For all I know the powers that be have set some arbitrary target like DOW 18k, because they feel this will offer the market some psychological boost. I see it as a normal snapback rally, which overshot because of damage control. What I mean by that is that no sooner than the market crashed, we saw certain stocks immediately bid up to pre-crash levels as if nothing had happened. Not the plunge protection team, but anxious money managers, having an "oh shit" moment, and attempting to repair some of the damage done in the August crash. Breaking out the top of the pattern doesn't change the pattern, it only extends the rally for a few more days, and allows the PTB more time to take profits.
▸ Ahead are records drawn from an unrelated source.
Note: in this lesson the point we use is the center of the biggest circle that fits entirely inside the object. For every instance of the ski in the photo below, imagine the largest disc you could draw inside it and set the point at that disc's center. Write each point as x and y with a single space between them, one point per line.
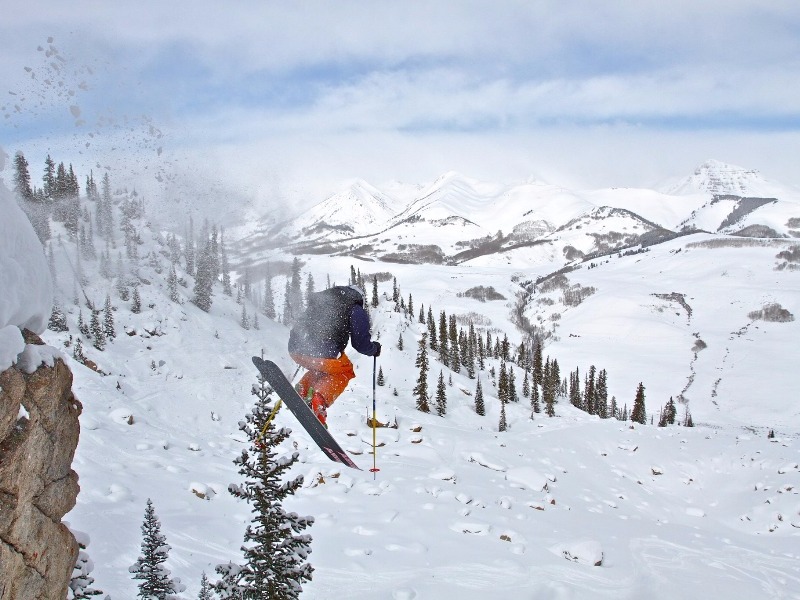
307 419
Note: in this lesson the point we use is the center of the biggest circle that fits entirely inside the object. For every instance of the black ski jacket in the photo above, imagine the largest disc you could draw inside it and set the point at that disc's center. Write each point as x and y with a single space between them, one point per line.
333 317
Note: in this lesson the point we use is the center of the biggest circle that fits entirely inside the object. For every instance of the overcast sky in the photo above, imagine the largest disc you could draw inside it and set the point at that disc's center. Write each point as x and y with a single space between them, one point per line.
292 99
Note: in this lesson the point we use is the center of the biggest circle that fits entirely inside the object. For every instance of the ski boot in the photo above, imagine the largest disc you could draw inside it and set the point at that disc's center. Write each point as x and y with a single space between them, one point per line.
320 408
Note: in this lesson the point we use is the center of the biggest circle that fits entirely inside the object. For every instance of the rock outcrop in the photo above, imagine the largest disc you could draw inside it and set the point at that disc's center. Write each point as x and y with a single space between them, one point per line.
38 436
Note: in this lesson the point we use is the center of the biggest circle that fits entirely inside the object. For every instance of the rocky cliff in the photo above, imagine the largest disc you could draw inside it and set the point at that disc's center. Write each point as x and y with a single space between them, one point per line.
38 436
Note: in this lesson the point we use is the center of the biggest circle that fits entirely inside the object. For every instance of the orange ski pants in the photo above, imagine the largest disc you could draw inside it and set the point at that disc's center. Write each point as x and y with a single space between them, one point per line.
328 376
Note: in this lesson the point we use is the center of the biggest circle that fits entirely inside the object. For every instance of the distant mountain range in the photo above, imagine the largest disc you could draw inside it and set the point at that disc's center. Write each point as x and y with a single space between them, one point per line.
457 219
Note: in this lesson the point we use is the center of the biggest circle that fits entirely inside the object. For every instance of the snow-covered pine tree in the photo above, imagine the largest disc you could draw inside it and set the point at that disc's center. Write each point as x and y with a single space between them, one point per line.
82 326
374 301
172 285
441 396
98 335
639 414
269 300
480 406
58 320
108 319
244 321
206 591
156 583
136 301
421 389
275 551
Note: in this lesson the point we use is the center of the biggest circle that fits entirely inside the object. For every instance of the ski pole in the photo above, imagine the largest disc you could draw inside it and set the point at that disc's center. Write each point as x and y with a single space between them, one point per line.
374 468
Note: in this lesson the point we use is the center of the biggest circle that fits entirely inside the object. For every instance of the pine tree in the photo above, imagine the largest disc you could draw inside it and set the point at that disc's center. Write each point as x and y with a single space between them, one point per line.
108 319
433 339
275 549
503 425
206 592
136 302
58 320
639 414
502 384
172 285
82 326
535 407
512 386
96 330
601 394
420 390
444 339
441 396
204 277
149 567
589 404
269 300
309 288
374 302
480 406
538 366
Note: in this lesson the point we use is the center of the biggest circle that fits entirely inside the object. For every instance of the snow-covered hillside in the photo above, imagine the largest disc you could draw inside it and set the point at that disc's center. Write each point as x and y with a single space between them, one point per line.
572 506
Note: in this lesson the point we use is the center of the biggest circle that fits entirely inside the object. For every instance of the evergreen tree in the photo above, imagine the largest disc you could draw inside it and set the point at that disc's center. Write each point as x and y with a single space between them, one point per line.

 Looks like we're seeing a head fake rally in futures this morning, after yesterday's reversal, and I have to assume that was a reversal, because wave 1 always looks like a harmless pull-back. Maybe we retest the highs, but this rally is already so over-extended, and I'd be an aggressive seller into any further strength.  

I wouldn't normally expect stocks to sell-off this time of year, because short sellers typically like to lighten up on their bearish positions, before they leave for the holidays, but this time could be different. after all we did see the market crash into the winter of '07 - '08. We could still see a short lived rally into OPEX, and into Thanksgiving, but a lot can happen in 2 weeks.

Energy has also extended further than expected, but this brings me to the most important point in this update. We've seen certain energy stocks extend their gains, lifting the Dow energy index to new recent highs, causing that sector to trade into an unexpected triangle pattern.

The price action also failed to interfere with the price action in what I've revised to wave "1". If this is correct then energy is headed for new recent lows.

I've revised this pattern to a wave 4 triangle which just happened to kiss the top of a bearish channel. Also, I happened to catch part of the Fast Money show on CNBC, and the ridiculous bullishness I witnessed points to an emotional wave E top.

That's all I have time for today, but Biotech also looks like it could be in a wave 4. I remains Net short that sector and gold miners as well. Maybe more on that in the next update.